Lets try out next-routes for this example:

npm install next-routes --save [...]

Ok, this basically wrecked the whole application

I will copy the code to ./next-routes-wtf and - maybe - try it again later... The result is very inconsistent. You can click on a link and the page loads just fine. If you click on the same link again, or just reload the page, or copy it's URL into another browser, you are very likely to end up seeing the 404 page.

Update It might just have been the way I linked components - the solution, that is coming up below, showed a similar behaviour, when you forget the 'as=' attribute in a link tag.
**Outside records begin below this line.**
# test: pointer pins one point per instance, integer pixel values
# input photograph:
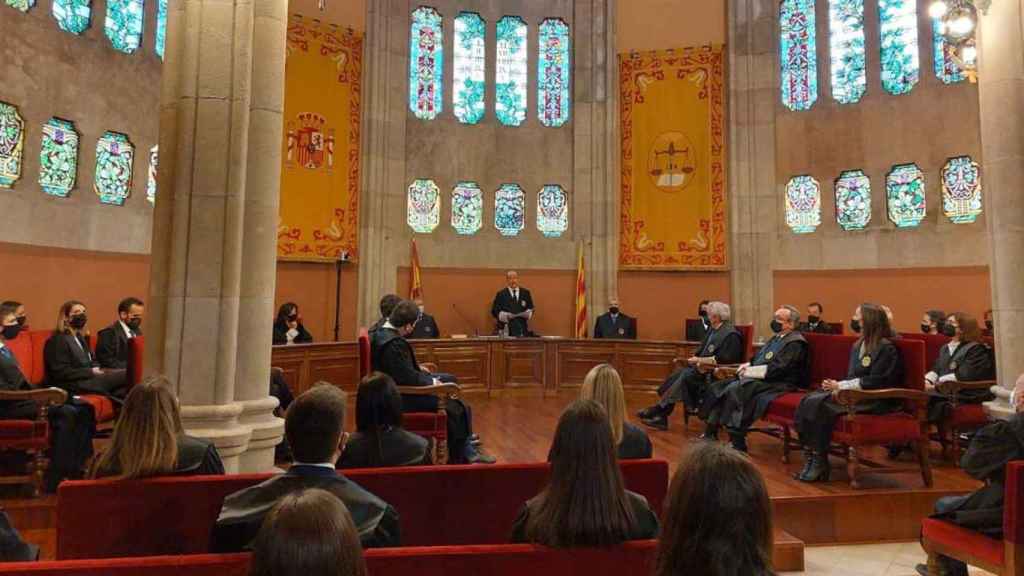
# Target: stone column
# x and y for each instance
(1000, 94)
(220, 136)
(753, 198)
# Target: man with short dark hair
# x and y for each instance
(314, 427)
(112, 345)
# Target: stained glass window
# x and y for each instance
(73, 15)
(115, 156)
(11, 145)
(945, 67)
(905, 195)
(853, 200)
(510, 73)
(798, 54)
(467, 208)
(553, 73)
(424, 211)
(151, 186)
(803, 204)
(900, 62)
(58, 158)
(510, 210)
(426, 64)
(468, 65)
(846, 37)
(962, 190)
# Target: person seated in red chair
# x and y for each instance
(985, 459)
(314, 427)
(392, 355)
(876, 363)
(72, 425)
(69, 361)
(112, 346)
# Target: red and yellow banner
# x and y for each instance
(320, 179)
(673, 160)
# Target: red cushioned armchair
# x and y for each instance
(432, 425)
(1006, 557)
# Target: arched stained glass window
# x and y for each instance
(115, 156)
(803, 204)
(962, 190)
(58, 158)
(510, 210)
(510, 72)
(553, 69)
(798, 54)
(426, 64)
(424, 212)
(900, 60)
(467, 208)
(72, 15)
(552, 211)
(905, 195)
(846, 36)
(853, 200)
(11, 145)
(469, 62)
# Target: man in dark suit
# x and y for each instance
(426, 326)
(614, 324)
(314, 427)
(513, 307)
(112, 347)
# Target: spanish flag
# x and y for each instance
(581, 307)
(415, 285)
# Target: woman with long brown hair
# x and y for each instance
(718, 521)
(875, 364)
(586, 502)
(148, 440)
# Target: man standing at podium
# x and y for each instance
(513, 306)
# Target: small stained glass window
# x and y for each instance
(58, 158)
(424, 209)
(962, 190)
(467, 208)
(905, 195)
(853, 200)
(803, 204)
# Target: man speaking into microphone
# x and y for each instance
(513, 307)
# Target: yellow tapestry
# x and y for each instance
(673, 160)
(320, 179)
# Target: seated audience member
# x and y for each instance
(72, 425)
(112, 347)
(288, 328)
(585, 503)
(308, 533)
(392, 355)
(614, 324)
(426, 326)
(875, 364)
(722, 344)
(985, 459)
(69, 361)
(148, 440)
(780, 366)
(603, 385)
(380, 440)
(718, 519)
(314, 426)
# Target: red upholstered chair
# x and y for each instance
(998, 557)
(432, 425)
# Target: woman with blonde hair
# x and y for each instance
(603, 385)
(148, 440)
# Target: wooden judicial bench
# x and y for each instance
(496, 364)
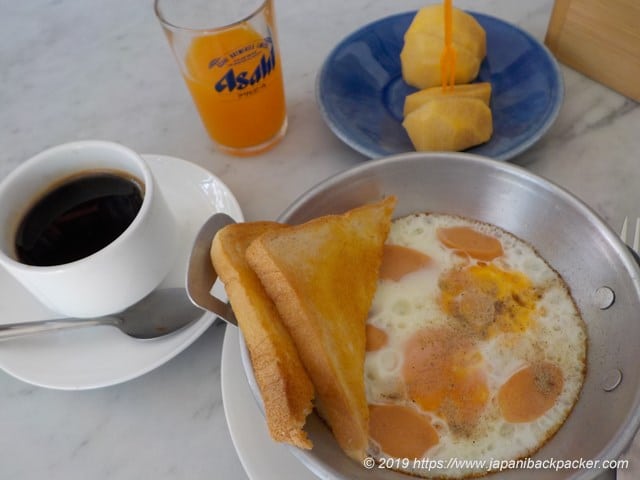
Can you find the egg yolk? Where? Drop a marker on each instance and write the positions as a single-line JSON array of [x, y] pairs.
[[488, 299], [530, 392], [475, 244], [443, 374], [401, 431], [398, 261], [376, 338]]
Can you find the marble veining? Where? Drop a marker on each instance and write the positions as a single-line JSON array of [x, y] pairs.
[[77, 70]]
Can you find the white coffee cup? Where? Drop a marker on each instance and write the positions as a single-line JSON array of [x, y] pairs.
[[112, 278]]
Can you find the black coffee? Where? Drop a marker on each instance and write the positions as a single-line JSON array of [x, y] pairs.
[[78, 217]]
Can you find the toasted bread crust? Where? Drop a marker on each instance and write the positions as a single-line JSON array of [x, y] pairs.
[[322, 276], [285, 387]]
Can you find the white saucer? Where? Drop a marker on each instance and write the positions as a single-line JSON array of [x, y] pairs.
[[261, 457], [101, 356]]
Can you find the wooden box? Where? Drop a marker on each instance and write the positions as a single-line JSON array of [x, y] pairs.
[[599, 38]]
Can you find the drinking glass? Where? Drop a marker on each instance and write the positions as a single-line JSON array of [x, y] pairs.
[[228, 54]]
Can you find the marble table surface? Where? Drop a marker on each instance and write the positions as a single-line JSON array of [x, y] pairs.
[[74, 69]]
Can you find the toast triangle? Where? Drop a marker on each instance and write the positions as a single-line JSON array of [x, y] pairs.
[[322, 276], [285, 387]]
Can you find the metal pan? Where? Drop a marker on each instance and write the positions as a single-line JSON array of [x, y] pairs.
[[600, 271]]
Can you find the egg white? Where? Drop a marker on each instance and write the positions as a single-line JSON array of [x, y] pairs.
[[556, 334]]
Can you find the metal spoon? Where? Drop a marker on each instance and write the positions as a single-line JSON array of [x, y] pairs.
[[200, 273], [161, 312]]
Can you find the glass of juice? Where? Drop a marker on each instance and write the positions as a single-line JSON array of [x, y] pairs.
[[228, 53]]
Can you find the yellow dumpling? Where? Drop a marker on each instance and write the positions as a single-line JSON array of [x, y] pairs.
[[449, 124], [481, 91], [424, 40]]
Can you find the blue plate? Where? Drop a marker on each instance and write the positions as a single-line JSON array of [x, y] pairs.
[[361, 92]]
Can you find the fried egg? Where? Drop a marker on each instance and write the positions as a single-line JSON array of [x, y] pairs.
[[475, 348]]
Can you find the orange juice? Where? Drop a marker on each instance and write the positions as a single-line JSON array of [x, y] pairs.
[[235, 79]]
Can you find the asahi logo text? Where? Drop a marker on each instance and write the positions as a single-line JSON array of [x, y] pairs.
[[237, 79]]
Ok - so lets try Express.js now, since I wanted to use it for deployment anyhow. Brandon Richey says, that he ran into the same problems I had with next-routes, when using the official documentation for the custom server.js setup. So I will stay away from it for now and try his version.
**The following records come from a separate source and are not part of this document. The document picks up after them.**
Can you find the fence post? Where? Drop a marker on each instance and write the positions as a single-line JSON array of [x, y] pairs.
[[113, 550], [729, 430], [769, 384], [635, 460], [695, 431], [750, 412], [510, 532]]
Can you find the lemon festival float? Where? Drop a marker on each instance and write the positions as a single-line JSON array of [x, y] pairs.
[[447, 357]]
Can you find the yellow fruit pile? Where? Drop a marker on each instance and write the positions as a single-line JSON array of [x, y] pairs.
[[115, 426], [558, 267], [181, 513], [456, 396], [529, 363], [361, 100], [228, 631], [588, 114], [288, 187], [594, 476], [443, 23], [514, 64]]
First install Express.js from npm:

npm install --save express

then create ./server.js:

const express = require('express');
const { parse } = require('url');
const next = require('next');

const dev = process.env.NODE_ENV !== 'production';
const app = next({ dev });
const handle = app.getRequestHandler();

app.prepare().then(() => {
  const server = express();

  // CUSTOM ROUTES GO HERE
  server.get('/Products/:slug', (req, res) => {
    const mergedQuery = Object.assign({}, req.query, req.params);
    return app.render(req, res, '/Products', mergedQuery);
  });

  // THIS IS THE DEFAULT ROUTE, DON'T EDIT THIS
  server.get('*', (req, res) => {
    return handle(req, res);
  });

  const port = process.env.PORT || 3000;

  server.listen(port, err => {
    if (err) throw err;
    console.log(`> Ready on port ${port}...`);
  });
});

This will give you a param that gets sent to your blog.js component inside of your pages/ directory and give you the custom routing that you want! The client-side linking, assuming we have the route setup above /products/:slug, your links to specific slugs would need to be structure using next/link’s Link component via the following:

<Link href={`/base?slug=${slug}`} as={`/base/${slug}`} prefetch>
  ...
</Link>

e.g.

<Link href={`/Products?slug=${'Outdoor_Cameras'}`} as={`/Products/${'Outdoor_Cameras'}`} prefetch>

as is what the user will see in their browser, but href is what next.js will interpret to figure out how things need to get routed. Both of these steps are required to make the link behavior and routing behavior behave the same no matter where the page is rendered from!

Now create a Product component in ./pages/Products.js:

import React from 'react'

import Layout from '../components/layout'

const posts = [
  { slug: 'Indoor_Cameras', title: 'Indoor Cameras' },
  { slug: 'Outdoor_Cameras', title: 'Outdoor Cameras' }
]

export default class extends React.Component {
  static async getInitialProps ({ query, res }) {
    const post = posts.find(post => post.slug === query.slug)

    if (!post && res) {
      res.statusCode = 404
    }

    return { post }
  }

  render () {
    const { post } = this.props

    if (!post) return <Layout><h1>Products</h1></Layout>

    return <Layout><h1>{post.title}</h1></Layout>
  }
}

This will load the corresponding posts when you add the right slugs for it - /Products/Outdoor_Cameras or /Products/Indoor_Cameras or defaults to whatever you add here: if (!post) return <Layout><h1>Products</h1></Layout> in case that no match is found.

Finally, you’ll need to modify your package.json file to include everything so that next.js knows how to run the server.js file:

'scripts': {
  'build': 'next build',
  'start': 'node server.js',
}

Now you can continue to run your dev server with npm run dev and you can build/start your production server as well!